All this assumes that you have one simulation going at a time. When the next pair of student officers is ready to go, you must either change the simulation entirely or just have a variation, so that it is not exactly the same each time. Remember, you want your scenarios to be winnable, but not too easy. After a student has watched two or three others go through a particular simulation, especially if he or she has been an evaluator, the surprise is gone, and with it, much of the challenge. Keep the situation new--or at least unpredictable.
If you are conducting simulations for testing rather than training, you cannot use these techniques to occupy your students when they are not directly participating as student officers. For testing to be fair, the experience needs to be as close as possible to the same for each person undergoing the test. Obviously, if you are using more or less the same simulation, the first students to see it are at a disadvantage. And if you use different simulations each time, it is difficult to ensure that they all test the same things and provide equal levels of challenge.
When you do simulation testing, the best option is to have several stations set up with different scenarios. Students then rotate from one to the next. Setting it up this way allows you to test different aspects of the law enforcement officer's job. For example, you can have one simulation that requires deadly force decision-making, and another that tests officers' interviewing skills. Still another may require physical control of a subject when deadly force is not appropriate.
While a multi-station simulation round-robin is ideal, it presents two difficulties: it requires a lot of personnel and very tight scheduling
If you have a class of 18, for example, you would ideally want to have at least four or five stations, and six would be even better. That way, at any given time, at least half of your students would be actively involved in working a simulation, with the others either traveling between stations or on break. But that would require a cadre of instructors and role players at least as large as the class! Few academies and even fewer in-service trainings have those numbers of personnel available. Even if you have enough people, they need to adhere to the schedule--if one of the stations runs long, because of a more detailed debriefing or an unexpected "plot twist," the slowdown backs up all the rest.

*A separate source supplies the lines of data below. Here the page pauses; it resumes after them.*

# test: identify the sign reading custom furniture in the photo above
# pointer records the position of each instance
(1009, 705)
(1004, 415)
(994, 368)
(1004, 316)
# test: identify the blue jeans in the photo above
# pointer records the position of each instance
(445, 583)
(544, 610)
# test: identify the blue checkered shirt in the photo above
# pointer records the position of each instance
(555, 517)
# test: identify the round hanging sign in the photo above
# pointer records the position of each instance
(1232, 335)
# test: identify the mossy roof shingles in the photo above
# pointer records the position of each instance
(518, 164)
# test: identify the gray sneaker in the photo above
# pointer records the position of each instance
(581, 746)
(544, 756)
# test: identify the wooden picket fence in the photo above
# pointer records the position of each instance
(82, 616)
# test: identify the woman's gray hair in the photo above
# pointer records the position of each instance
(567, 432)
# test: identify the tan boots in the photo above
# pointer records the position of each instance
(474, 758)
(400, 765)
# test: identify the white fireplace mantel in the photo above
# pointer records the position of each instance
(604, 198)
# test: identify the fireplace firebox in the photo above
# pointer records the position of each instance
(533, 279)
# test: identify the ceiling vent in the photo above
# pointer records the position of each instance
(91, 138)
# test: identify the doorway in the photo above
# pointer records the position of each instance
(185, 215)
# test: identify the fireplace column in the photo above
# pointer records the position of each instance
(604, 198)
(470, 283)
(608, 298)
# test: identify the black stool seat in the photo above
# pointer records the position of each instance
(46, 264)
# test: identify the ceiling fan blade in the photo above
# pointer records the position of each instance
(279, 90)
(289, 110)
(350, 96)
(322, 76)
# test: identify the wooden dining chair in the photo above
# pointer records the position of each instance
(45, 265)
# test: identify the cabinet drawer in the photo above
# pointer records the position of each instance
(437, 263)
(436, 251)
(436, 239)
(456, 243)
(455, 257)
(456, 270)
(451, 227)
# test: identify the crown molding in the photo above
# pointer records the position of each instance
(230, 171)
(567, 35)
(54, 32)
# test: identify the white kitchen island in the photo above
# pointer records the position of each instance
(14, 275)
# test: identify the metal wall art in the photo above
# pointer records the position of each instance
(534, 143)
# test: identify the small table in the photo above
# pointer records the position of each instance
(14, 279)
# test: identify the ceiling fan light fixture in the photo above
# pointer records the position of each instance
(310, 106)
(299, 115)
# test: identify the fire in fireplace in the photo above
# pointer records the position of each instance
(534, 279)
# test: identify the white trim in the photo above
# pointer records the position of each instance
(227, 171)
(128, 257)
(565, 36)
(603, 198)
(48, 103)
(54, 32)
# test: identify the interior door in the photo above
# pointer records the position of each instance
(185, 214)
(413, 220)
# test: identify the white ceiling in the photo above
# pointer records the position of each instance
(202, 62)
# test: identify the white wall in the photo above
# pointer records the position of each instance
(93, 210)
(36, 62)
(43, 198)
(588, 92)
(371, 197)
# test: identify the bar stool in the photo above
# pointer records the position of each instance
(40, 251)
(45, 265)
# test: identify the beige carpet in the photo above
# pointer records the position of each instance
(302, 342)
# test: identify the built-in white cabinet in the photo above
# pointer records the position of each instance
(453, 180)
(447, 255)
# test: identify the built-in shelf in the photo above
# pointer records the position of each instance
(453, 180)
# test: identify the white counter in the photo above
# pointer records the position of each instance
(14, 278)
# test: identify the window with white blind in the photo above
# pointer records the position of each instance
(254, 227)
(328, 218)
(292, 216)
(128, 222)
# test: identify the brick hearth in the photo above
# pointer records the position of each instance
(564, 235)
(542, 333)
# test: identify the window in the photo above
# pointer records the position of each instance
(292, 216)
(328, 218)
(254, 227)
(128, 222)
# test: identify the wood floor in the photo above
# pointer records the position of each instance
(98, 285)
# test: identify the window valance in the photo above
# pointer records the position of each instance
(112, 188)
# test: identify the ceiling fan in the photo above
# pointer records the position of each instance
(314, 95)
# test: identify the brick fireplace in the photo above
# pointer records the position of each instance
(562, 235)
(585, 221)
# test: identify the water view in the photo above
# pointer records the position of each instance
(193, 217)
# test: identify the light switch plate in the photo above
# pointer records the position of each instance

You can handle this problem one of two ways. The first alternative is to split the group in half so that one half is going through simulations and the other half is doing some classroom-based activity. Then the groups switch. If you only have nine students to put through simulations, you can have only three stations and keep everyone more or less busy.
The second alternative is to keep the group intact even while operating fewer stations. While students are waiting their turn, they can be writing an incident report about the station they just finished, or writing a crash report and filling out a traffic citation for a set-up accident (two cars positioned as if they had collided with written information provided about the drivers and their statements).
With a little imagination, you can find ways to give your students the benefit of experiencing simulation training without having to endure waiting around with nothing to do until it's finally their turn to play.